Zaloguj się, aby obserwować  
Gram.pl

Sony o PS4: "Jeśli kupisz grę, należy ona do Ciebie"

102 postów w tym temacie

Dnia 17.06.2013 o 10:57, Demagol napisał:

Tylko jest taka sprawa, że dema dzisiaj zajmują tyle, co pełna instalka Baldur''s Gate
onegdaj - ze 2 GB w przypadku dużych tytułów. Nie dziwię się więc ludziom, że postanawiają
przeznaczyć więcej czasu i ściągnąć całość, bo szkoda marnować tyle czasu na mały fragment
gierki :P.


Nie wydaje mi się, żeby to było jakimś istotnym czynnikiem i nie przesadzajmy - dla większości graczy(pogrubiam nie dla ciebie, tylko dla osób trzecich. inb4 ja mieszkam na wsi i mam radiówkę łyso ci????) kilka GB ściągania to żaden problem. Ostatnio instalowałem Diablo III, ściągnąłem ze strony Blizzarda bo mi było łatwiej niż znaleźć w mieszkaniu XD

O właśnie, to mi przypomina o jeszcze jednej, wcale licznej, grupie piratów - tych którzy zakupili kiedyś grę, ale zgubili/pożyczyli komuś i nie dostali z powrotem/płyty uległ zniszczeniu. Więc ściągają grę. I co, to też są złodzieje?
Według badań koncernów z pewnością tak, bo ich rzetelne badania polegają na podaniu ilości ściągnięć.

Udostępnij ten post


Link to postu
Udostępnij na innych stronach

Dnia 17.06.2013 o 11:06, Zajanski napisał:

O właśnie, to mi przypomina o jeszcze jednej, wcale licznej, grupie piratów - tych którzy
zakupili kiedyś grę, ale zgubili/pożyczyli komuś i nie dostali z powrotem/płyty uległ
zniszczeniu. Więc ściągają grę. I co, to też są złodzieje?
Według badań koncernów z pewnością tak, bo ich rzetelne badania polegają na podaniu ilości
ściągnięć.


O ile wiem to można zrobić kopię zapasową zakupionej gry zgodnie z prawem. Sam robię kopię gier, których nośnik jest już zużyty i może w każdej chwili stać się nie do odczytu.

Udostępnij ten post


Link to postu
Udostępnij na innych stronach
Dnia 17.06.2013 o 11:44, Dadziol20 napisał:

O ile wiem to można zrobić kopię zapasową zakupionej gry zgodnie z prawem. Sam robię
kopię gier, których nośnik jest już zużyty i może w każdej chwili stać się nie do odczytu.

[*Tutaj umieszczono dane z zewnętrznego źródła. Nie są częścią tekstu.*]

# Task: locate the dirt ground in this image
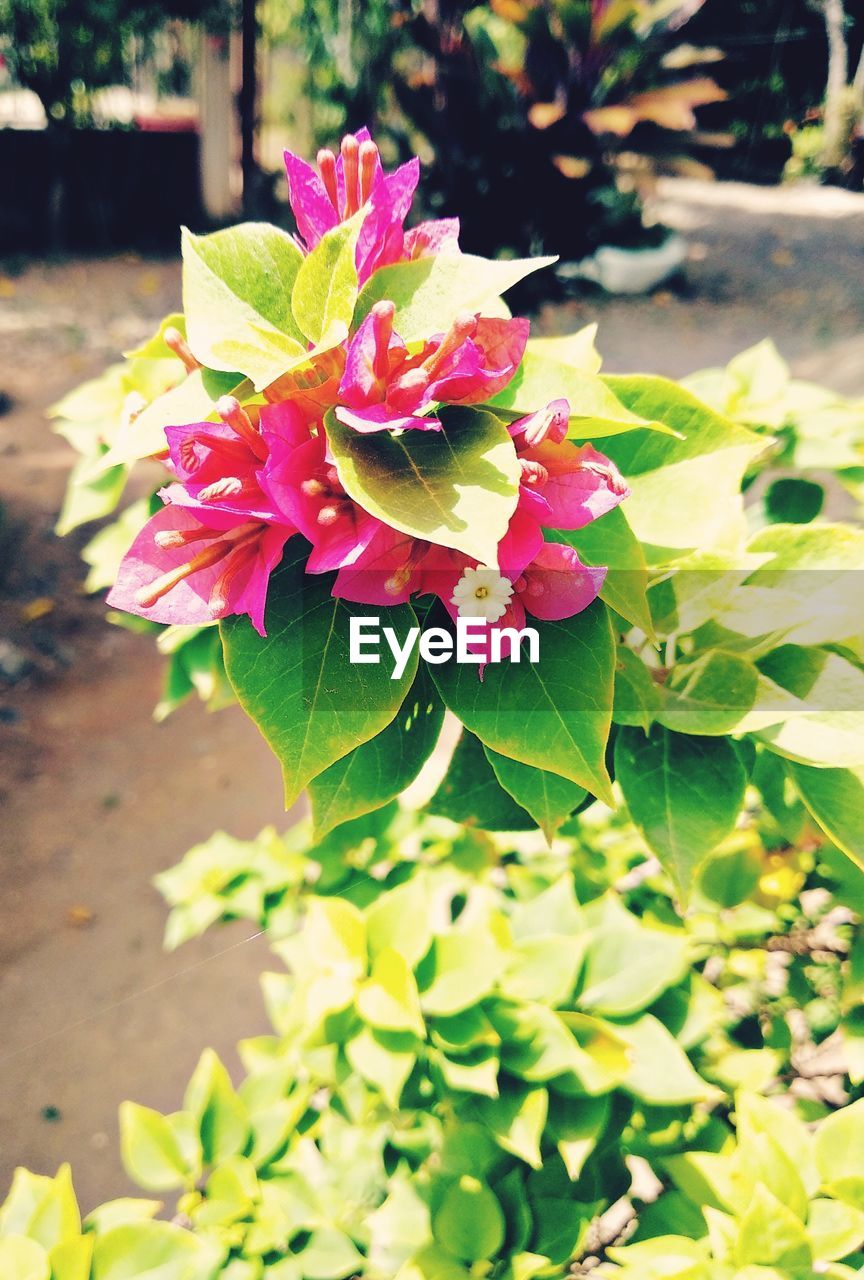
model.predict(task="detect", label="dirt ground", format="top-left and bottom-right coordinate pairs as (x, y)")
top-left (1, 179), bottom-right (863, 1212)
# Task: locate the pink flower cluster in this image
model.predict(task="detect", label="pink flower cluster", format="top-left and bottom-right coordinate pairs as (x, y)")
top-left (109, 133), bottom-right (629, 646)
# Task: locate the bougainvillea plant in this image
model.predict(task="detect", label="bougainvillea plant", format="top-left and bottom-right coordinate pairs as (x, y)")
top-left (5, 129), bottom-right (864, 1280)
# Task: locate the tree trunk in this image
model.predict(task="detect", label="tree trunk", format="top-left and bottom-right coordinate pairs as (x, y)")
top-left (852, 39), bottom-right (864, 118)
top-left (818, 0), bottom-right (851, 171)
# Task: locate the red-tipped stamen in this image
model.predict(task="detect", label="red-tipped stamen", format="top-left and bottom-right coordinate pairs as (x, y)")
top-left (217, 396), bottom-right (268, 461)
top-left (317, 148), bottom-right (339, 212)
top-left (197, 477), bottom-right (246, 503)
top-left (581, 458), bottom-right (629, 496)
top-left (385, 568), bottom-right (412, 595)
top-left (154, 526), bottom-right (215, 551)
top-left (519, 458), bottom-right (548, 487)
top-left (388, 366), bottom-right (431, 411)
top-left (384, 539), bottom-right (426, 594)
top-left (135, 523), bottom-right (263, 609)
top-left (317, 500), bottom-right (352, 526)
top-left (135, 541), bottom-right (233, 609)
top-left (164, 327), bottom-right (201, 373)
top-left (410, 230), bottom-right (430, 260)
top-left (325, 466), bottom-right (346, 493)
top-left (521, 408), bottom-right (556, 448)
top-left (177, 434), bottom-right (255, 474)
top-left (423, 313), bottom-right (478, 378)
top-left (370, 301), bottom-right (396, 384)
top-left (341, 135), bottom-right (361, 217)
top-left (359, 140), bottom-right (379, 205)
top-left (208, 540), bottom-right (259, 618)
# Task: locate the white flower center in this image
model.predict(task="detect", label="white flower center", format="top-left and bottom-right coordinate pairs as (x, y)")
top-left (450, 566), bottom-right (513, 624)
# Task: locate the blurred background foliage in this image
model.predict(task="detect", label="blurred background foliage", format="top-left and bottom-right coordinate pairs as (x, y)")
top-left (2, 0), bottom-right (863, 256)
top-left (258, 0), bottom-right (864, 258)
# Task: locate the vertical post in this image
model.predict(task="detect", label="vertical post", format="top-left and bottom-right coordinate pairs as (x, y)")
top-left (199, 32), bottom-right (236, 221)
top-left (240, 0), bottom-right (258, 216)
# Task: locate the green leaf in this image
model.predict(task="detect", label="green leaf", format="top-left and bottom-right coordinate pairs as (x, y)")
top-left (807, 1198), bottom-right (864, 1262)
top-left (182, 223), bottom-right (307, 388)
top-left (433, 1177), bottom-right (505, 1263)
top-left (734, 1184), bottom-right (812, 1271)
top-left (309, 665), bottom-right (444, 837)
top-left (435, 1048), bottom-right (500, 1098)
top-left (183, 1049), bottom-right (249, 1166)
top-left (55, 451), bottom-right (128, 536)
top-left (429, 731), bottom-right (536, 831)
top-left (615, 727), bottom-right (747, 896)
top-left (554, 506), bottom-right (653, 636)
top-left (291, 213), bottom-right (362, 346)
top-left (742, 522), bottom-right (864, 647)
top-left (735, 1092), bottom-right (819, 1198)
top-left (124, 313), bottom-right (187, 360)
top-left (600, 375), bottom-right (764, 557)
top-left (578, 894), bottom-right (689, 1017)
top-left (297, 897), bottom-right (367, 974)
top-left (354, 253), bottom-right (555, 342)
top-left (764, 477), bottom-right (824, 524)
top-left (606, 1235), bottom-right (710, 1278)
top-left (357, 948), bottom-right (425, 1036)
top-left (527, 325), bottom-right (602, 374)
top-left (509, 876), bottom-right (583, 941)
top-left (367, 1176), bottom-right (432, 1277)
top-left (221, 544), bottom-right (420, 808)
top-left (345, 1028), bottom-right (416, 1109)
top-left (430, 601), bottom-right (616, 805)
top-left (90, 1221), bottom-right (220, 1280)
top-left (525, 1156), bottom-right (602, 1263)
top-left (786, 762), bottom-right (864, 871)
top-left (548, 1094), bottom-right (610, 1182)
top-left (657, 650), bottom-right (760, 735)
top-left (50, 1236), bottom-right (94, 1280)
top-left (755, 646), bottom-right (864, 769)
top-left (298, 1227), bottom-right (363, 1280)
top-left (421, 928), bottom-right (505, 1017)
top-left (0, 1165), bottom-right (80, 1249)
top-left (119, 1104), bottom-right (194, 1192)
top-left (683, 338), bottom-right (790, 429)
top-left (494, 1003), bottom-right (628, 1094)
top-left (154, 626), bottom-right (234, 724)
top-left (104, 367), bottom-right (245, 465)
top-left (365, 876), bottom-right (434, 969)
top-left (486, 350), bottom-right (670, 438)
top-left (612, 646), bottom-right (662, 731)
top-left (499, 935), bottom-right (586, 1006)
top-left (325, 406), bottom-right (520, 567)
top-left (815, 1098), bottom-right (864, 1208)
top-left (613, 1015), bottom-right (718, 1105)
top-left (470, 1084), bottom-right (548, 1168)
top-left (0, 1237), bottom-right (50, 1280)
top-left (430, 1007), bottom-right (501, 1055)
top-left (83, 1201), bottom-right (163, 1235)
top-left (731, 1131), bottom-right (809, 1221)
top-left (485, 749), bottom-right (586, 841)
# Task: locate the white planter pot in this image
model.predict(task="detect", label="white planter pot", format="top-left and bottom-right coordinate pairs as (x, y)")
top-left (559, 234), bottom-right (688, 294)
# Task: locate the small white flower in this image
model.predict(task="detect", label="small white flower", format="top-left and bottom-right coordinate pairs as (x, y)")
top-left (450, 566), bottom-right (513, 623)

OK, ale to nie odpowiada na moje pytanie. Co jeżeli ktoś kopii przed zgubieniem/zniszczeniem płyt nie zrobił? Ma prawo ściągnąć grę z Internetu czy nie? A co jeżeli ktoś ma akurat taki kaprys, że woli ściągnąć grę niż zainstalować z płyt? Albo nie ma czytnika płyt?
Bo jeśli kupujemy licencję na użytkowanie gry, a nie tylko nośniki, to powinno człowiekowi, który taką licencję zakupił dawać pełne prawo do zainstalowania gry z dowolnego źródła - płyty czy torrentów. A fakt zgubienia nośników nie unieważnia przecież licencji.

Udostępnij ten post


Link to postu
Udostępnij na innych stronach

Dnia 17.06.2013 o 11:54, Zajanski napisał:

OK, ale to nie odpowiada na moje pytanie. Co jeżeli ktoś kopii przed zgubieniem/zniszczeniem
płyt nie zrobił? Ma prawo ściągnąć grę z Internetu czy nie? A co jeżeli ktoś ma akurat
taki kaprys, że woli ściągnąć grę niż zainstalować z płyt? Albo nie ma czytnika płyt?
Bo jeśli kupujemy licencję na użytkowanie gry, a nie tylko nośniki, to powinno człowiekowi,
który taką licencję zakupił dawać pełne prawo do zainstalowania gry z dowolnego źródła
- płyty czy torrentów. A fakt zgubienia nośników nie unieważnia przecież licencji.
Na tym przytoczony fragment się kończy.